Insight & Analysis

Finding the value in EU tax changes

Published: May 2024

As finance ministers prepare to agree on reforms to the EU VAT regime, UK businesses that trade with the European single market should be thinking about what they need to do to ensure compliance.

Magnifying glass finding the percentage

In late 2022 the European Commission proposed a series of measures to modernise the EU’s VAT system and reduce losses that it estimates at around €60bn in 2021 (the most recent year for which figures are available).

According to the European Commission, around a quarter of these losses can be attributed directly to VAT fraud linked to intra-EU trade. It also accepts VAT arrangements in the EU can be burdensome for businesses – especially for SMEs, scale-ups and other companies who operate cross-border.

The VAT in the Digital Age (ViDA) proposal will lead to a number of modifications to invoicing such as the introduction of new mandatory fields on an invoice and potentially different ways of reporting invoice data for cross-border and domestic transactions.

In practice, ViDA will mean billions of PDF invoices in the EU will have to be converted to machine-readable formats explains Christiaan Van Der Valk, Vice President for Strategy EMEA at tax compliance software vendor Sovos.

“The impact of ViDA will be felt between 2025 and 2030 for different businesses,” he says. “It will remove current restrictions for EU countries to introduce their own domestic continuous transaction controls (CTCs) schemes from July 2025 and many EU countries that do not have such regimes yet are expected to accelerate the introduction of mandatory real-time reporting and e-invoicing over the next couple of years.”

CTCs are a set of processes that enable law enforcement agencies to view financial data relating to business activity in their countries.

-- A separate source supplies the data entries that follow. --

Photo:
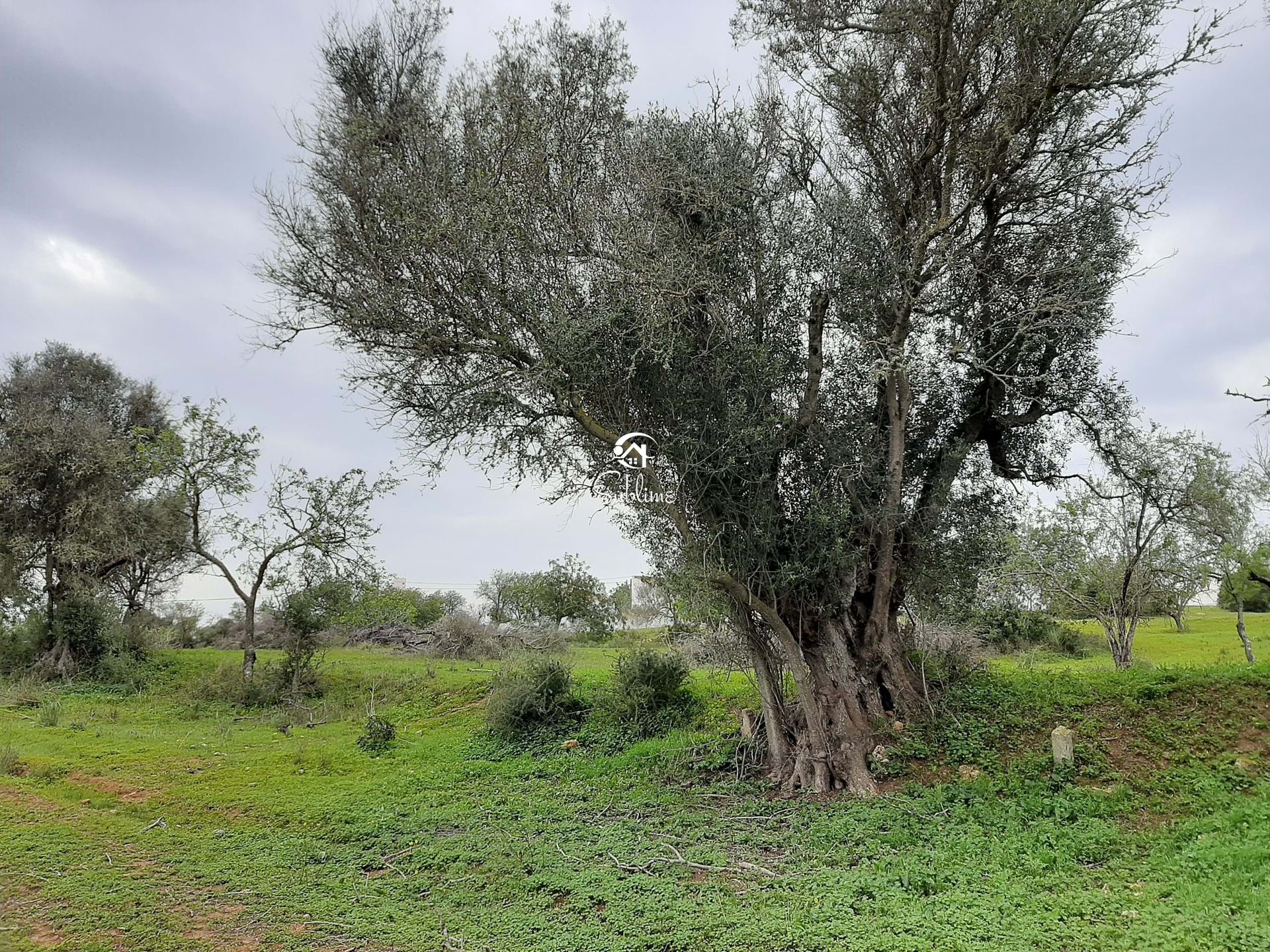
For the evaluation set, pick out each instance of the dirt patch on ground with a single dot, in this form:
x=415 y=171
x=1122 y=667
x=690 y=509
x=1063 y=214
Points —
x=27 y=800
x=105 y=785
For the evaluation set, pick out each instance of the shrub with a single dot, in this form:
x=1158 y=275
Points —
x=464 y=635
x=647 y=692
x=50 y=714
x=1067 y=640
x=78 y=634
x=1011 y=629
x=126 y=669
x=21 y=643
x=947 y=654
x=298 y=676
x=225 y=683
x=378 y=736
x=530 y=696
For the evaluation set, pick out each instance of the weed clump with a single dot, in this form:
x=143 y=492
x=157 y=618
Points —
x=529 y=697
x=648 y=694
x=378 y=736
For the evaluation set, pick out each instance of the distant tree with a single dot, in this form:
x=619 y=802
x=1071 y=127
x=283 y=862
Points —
x=1105 y=551
x=155 y=553
x=394 y=606
x=1181 y=574
x=841 y=310
x=79 y=503
x=318 y=606
x=493 y=596
x=568 y=590
x=1227 y=524
x=622 y=602
x=214 y=469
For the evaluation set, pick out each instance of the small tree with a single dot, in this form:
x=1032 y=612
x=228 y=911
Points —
x=78 y=503
x=493 y=594
x=1104 y=551
x=302 y=516
x=1226 y=524
x=1181 y=574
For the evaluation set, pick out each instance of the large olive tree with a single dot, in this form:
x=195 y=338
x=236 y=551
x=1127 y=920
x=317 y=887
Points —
x=80 y=500
x=841 y=313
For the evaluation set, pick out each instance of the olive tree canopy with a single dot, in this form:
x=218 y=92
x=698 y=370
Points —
x=843 y=314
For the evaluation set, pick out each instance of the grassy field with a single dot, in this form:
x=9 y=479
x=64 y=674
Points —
x=155 y=820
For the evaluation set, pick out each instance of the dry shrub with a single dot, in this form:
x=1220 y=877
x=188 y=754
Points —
x=462 y=635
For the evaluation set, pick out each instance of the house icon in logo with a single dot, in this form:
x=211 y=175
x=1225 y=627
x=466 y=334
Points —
x=634 y=450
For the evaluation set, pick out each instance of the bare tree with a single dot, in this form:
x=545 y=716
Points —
x=841 y=314
x=302 y=517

Most UK businesses will need to comply with ViDA if they wish to trade in EU countries. But while compliance is expected to demand upfront investment, Van Der Valk suggests the long-term benefits in terms of having access to a rich stream of real-time data should outweigh the initial costs.

“This will offer UK companies that do business in the EU a competitive advantage,” he says. “Having access to the same level of real-time data insights that modern tax administrations demand when it comes to tax and compliance reduces long-term risks and costs and allows businesses to spot errors, overpayments and anomalies in their data.”

BDO partners Richard Hogg and Tom Kivlevan agree there are a number of areas in which businesses outside the EU who operate within the EU will benefit, particularly the proposals to extend the ‘reverse charge’ and ‘one stop shop’ rules.

The proposed reform of the current arrangements when businesses move stock to a member state prior to sale should also be helpful. Collectively, these changes should minimise the number of VAT registrations an exporting business requires in the EU and, therefore, reduce their administration costs.

From a technical perspective, processes will need to be put in place to meet specific document exchange orchestration, transmission protocols and authentication for e-invoicing and e-reporting, and the new rules are also expected to have an impact on businesses’ upstream data.

“This is important from a CTO or finance officer perspective as typically most businesses have multiple billing, accounts payable and ERP systems relating to different trading partner categories and lines of business, and many of these process invoice data on PDF or paper invoices in manual or semi-automated ways,” says Van Der Valk.

Many of these systems cannot be easily upgraded to handle the quality requirements and data completeness of an e-invoicing regime. Therefore, businesses may need to upgrade systems, develop new workflows and ensure compliance with reporting requirements.